Он поднял свой капюшон. Луна сияла сквозь деревья, один из ее лучей освещал лицо, открытое незнакомцем. Головня отступил с изумлением, дико вытаращив глаза.
— Вы! Вы!.. — сказал он задыхающимся голосом.
— Я! — холодно отвечал незнакомец.
Он опустил свой капюшон и прибавил:
— Ну вот, а теперь слушай внимательно, что нужно делать.
VI
Воротимся на ферму, где Брюле разговаривал очень спокойно с графом де Верньером и с капитаном Бернье. Мамаша Брюле вернулась и села у огня. Сюльпис вышел.
— Куда ты идешь? — спросил его удивленный отец.
Сюльпис не растерялся.
— Прошлой ночью, — отвечал он, — корова ушла из хлева, я пойду посмотреть, спокойно ли она стоит сегодня.
Работники, пастухи, пахари вошли один за другим и сели за стол. Анри, капитан и Брюле расположились на верхнем ярусе. Служанка, которая обыкновенно пекла хлеб и стирала белье, сейчас поворачивала вертел. Брюле пил небольшими глотками, ел медленно и разговаривал, как человек здравомыслящий.
— Видите ли, мои добрые господа, — сказал он, — напрасно говорят, что политический переворот во Франции сделал людей завистливыми, это пустяки. Люди должны быть и богатые, и бедные, дворяне и крестьяне.
Анри улыбнулся и не отвечал.
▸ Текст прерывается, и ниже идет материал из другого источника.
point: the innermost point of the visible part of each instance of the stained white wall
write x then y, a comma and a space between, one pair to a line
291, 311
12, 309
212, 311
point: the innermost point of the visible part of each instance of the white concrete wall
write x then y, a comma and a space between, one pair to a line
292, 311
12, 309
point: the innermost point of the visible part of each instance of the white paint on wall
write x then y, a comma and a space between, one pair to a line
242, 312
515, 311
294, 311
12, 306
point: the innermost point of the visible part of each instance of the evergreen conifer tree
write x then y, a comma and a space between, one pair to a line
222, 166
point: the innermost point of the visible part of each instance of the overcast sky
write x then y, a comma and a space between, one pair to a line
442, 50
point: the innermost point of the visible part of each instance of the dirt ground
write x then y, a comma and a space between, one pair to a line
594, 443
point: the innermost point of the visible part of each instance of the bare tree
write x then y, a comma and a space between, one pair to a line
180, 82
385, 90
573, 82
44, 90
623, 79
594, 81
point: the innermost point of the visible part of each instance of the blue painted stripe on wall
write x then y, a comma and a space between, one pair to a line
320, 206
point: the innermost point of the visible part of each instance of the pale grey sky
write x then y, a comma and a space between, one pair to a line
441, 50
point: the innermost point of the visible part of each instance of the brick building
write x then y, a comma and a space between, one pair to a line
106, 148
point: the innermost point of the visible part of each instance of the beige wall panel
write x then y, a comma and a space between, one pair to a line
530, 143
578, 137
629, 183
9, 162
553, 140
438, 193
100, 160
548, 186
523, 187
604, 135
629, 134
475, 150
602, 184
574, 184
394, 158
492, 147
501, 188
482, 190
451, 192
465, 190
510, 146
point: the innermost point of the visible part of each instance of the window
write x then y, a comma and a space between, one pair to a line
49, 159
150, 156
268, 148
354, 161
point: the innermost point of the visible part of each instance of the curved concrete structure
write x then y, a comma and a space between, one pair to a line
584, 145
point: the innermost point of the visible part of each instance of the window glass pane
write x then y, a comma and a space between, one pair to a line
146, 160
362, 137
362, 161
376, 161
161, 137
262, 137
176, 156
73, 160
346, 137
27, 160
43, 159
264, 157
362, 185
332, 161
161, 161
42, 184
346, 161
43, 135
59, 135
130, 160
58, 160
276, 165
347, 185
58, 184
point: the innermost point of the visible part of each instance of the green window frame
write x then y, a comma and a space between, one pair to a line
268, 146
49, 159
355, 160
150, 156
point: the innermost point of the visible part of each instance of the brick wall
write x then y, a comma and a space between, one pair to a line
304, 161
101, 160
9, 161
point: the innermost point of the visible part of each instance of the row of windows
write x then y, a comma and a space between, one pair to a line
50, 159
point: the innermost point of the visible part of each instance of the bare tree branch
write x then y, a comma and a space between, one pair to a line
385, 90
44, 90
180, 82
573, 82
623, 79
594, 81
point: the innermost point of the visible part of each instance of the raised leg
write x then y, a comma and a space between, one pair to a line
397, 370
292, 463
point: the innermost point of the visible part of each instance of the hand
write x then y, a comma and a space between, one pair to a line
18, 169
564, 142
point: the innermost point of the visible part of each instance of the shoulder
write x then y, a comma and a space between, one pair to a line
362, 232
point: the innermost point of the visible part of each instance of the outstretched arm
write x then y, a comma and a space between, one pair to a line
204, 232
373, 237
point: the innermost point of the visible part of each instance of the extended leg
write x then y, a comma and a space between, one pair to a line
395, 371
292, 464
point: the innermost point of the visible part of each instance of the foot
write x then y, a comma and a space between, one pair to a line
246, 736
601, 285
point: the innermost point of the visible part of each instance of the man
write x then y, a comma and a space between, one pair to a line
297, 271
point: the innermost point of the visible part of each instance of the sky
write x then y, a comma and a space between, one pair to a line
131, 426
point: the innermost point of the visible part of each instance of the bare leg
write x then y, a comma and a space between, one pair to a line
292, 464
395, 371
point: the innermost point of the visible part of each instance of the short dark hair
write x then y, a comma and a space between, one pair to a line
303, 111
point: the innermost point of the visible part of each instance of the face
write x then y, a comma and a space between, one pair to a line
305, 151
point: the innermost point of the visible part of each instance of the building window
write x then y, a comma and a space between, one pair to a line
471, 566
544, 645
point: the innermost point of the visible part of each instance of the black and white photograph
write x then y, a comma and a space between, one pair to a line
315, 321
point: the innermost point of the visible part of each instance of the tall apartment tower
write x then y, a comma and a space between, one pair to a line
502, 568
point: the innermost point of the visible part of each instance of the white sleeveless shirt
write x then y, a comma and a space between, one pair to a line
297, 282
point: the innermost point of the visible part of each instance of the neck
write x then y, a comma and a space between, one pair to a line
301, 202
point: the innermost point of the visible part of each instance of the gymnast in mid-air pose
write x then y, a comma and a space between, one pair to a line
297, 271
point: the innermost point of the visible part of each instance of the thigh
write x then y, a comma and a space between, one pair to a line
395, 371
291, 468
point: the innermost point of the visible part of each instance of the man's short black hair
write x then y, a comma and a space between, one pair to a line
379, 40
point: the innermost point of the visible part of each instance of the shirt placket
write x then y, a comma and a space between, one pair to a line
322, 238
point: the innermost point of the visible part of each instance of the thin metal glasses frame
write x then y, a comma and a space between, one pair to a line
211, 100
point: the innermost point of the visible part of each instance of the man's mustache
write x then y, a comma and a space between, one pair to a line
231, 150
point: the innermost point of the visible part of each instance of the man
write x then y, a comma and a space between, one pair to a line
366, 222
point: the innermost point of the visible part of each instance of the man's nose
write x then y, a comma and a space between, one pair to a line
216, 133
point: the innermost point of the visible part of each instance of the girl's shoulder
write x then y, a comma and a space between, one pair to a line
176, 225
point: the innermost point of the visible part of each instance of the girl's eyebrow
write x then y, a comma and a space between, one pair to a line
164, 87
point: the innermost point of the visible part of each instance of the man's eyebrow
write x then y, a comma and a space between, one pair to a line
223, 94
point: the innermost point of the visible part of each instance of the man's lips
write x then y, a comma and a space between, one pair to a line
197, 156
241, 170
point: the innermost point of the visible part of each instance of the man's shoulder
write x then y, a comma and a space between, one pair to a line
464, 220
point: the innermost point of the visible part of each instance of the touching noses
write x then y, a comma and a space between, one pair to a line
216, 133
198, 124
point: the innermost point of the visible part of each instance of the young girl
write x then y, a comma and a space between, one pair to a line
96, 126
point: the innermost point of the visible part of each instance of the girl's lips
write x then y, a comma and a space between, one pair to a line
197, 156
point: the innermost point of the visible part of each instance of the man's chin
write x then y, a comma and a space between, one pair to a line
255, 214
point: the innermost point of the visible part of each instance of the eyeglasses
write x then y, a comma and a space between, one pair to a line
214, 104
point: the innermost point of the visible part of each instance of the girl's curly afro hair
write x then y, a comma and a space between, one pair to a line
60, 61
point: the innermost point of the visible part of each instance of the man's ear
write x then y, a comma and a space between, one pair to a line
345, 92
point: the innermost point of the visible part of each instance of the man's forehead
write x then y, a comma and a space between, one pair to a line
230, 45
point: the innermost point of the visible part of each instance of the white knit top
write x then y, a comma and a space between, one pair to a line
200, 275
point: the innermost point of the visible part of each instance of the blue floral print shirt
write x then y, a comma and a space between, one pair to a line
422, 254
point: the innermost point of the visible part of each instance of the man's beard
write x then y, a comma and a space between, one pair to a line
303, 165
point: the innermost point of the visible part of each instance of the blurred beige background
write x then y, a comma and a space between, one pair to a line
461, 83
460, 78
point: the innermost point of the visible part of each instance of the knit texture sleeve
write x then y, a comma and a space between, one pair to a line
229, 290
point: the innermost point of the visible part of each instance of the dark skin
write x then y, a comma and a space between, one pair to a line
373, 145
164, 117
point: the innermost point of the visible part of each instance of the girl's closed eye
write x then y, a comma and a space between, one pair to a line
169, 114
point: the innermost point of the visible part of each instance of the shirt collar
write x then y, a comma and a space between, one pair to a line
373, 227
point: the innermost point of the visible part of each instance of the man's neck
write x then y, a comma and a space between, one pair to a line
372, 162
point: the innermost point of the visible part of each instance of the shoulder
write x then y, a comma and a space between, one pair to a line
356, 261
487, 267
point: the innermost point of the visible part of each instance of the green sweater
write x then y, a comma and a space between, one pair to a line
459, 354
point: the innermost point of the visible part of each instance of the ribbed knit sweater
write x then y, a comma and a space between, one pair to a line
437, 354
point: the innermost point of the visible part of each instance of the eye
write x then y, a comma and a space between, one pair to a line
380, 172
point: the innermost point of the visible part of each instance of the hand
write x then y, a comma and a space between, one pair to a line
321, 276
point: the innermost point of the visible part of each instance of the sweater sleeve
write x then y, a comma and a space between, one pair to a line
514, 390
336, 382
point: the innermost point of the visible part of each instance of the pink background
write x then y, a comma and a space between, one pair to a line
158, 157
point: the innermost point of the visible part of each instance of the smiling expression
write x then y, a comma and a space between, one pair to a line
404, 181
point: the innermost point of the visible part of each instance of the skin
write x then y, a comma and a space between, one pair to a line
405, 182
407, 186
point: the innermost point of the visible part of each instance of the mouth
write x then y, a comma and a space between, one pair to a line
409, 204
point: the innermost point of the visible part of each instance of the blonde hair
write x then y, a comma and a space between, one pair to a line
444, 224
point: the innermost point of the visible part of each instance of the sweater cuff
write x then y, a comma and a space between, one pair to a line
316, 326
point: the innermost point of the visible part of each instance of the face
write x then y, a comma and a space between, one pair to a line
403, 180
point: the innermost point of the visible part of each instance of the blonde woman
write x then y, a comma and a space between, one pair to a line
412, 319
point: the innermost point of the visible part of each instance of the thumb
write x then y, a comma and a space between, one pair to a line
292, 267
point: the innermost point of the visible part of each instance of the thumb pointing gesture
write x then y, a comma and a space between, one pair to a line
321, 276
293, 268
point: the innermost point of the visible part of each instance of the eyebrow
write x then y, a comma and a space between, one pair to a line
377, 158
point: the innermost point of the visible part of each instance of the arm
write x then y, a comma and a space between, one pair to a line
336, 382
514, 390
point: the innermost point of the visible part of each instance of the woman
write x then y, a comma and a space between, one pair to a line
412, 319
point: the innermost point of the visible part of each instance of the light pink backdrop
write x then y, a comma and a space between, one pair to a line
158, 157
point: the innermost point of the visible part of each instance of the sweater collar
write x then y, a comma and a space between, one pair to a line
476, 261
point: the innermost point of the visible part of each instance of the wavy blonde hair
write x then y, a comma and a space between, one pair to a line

Брюле продолжал:
— Что сказали бы вы, месье Анри, если бы вам пришлось идти за плугом или косить на лугу?
— Очень может быть, что ты говоришь правду.
— Итак, — продолжал фермер со строгой логикой, — поскольку мы люди здравомыслящие по большей части, то мы не приняли этого политического переворота.
— В самом деле? — иронически спросил капитан Виктор Бернье.
— Да, — сказал Брюле.
— Однако…
— О! Я знаю, вы хотите сказать, что в Оксерре гильотинировали.
— Как и везде.
— Но мы далеко от Оксерра, хотя если через лес, то всего шесть лье.
— Неужели?
— Видите ли, господин офицер, — продолжал Брюле, — в нашем краю все честные люди, у нас только один недостаток — мы браконьеры.
— Вы сознаетесь?
— Ба! — наивно сказал Брюле. — При короле нам не нравилось только то, что мы не могли убить зайца, козленка или кабана, не подвергаясь опасности попасть в тюрьму. Когда дворяне-то бежали, крестьяне, не стесняясь, начали истреблять дичь. Дворяне уехали сами, им не делали вреда.
— Кто знает? — сказал капитан.
— Посмотрите-ка на месье Анри: он оставался здесь все время и никто не думал на него доносить.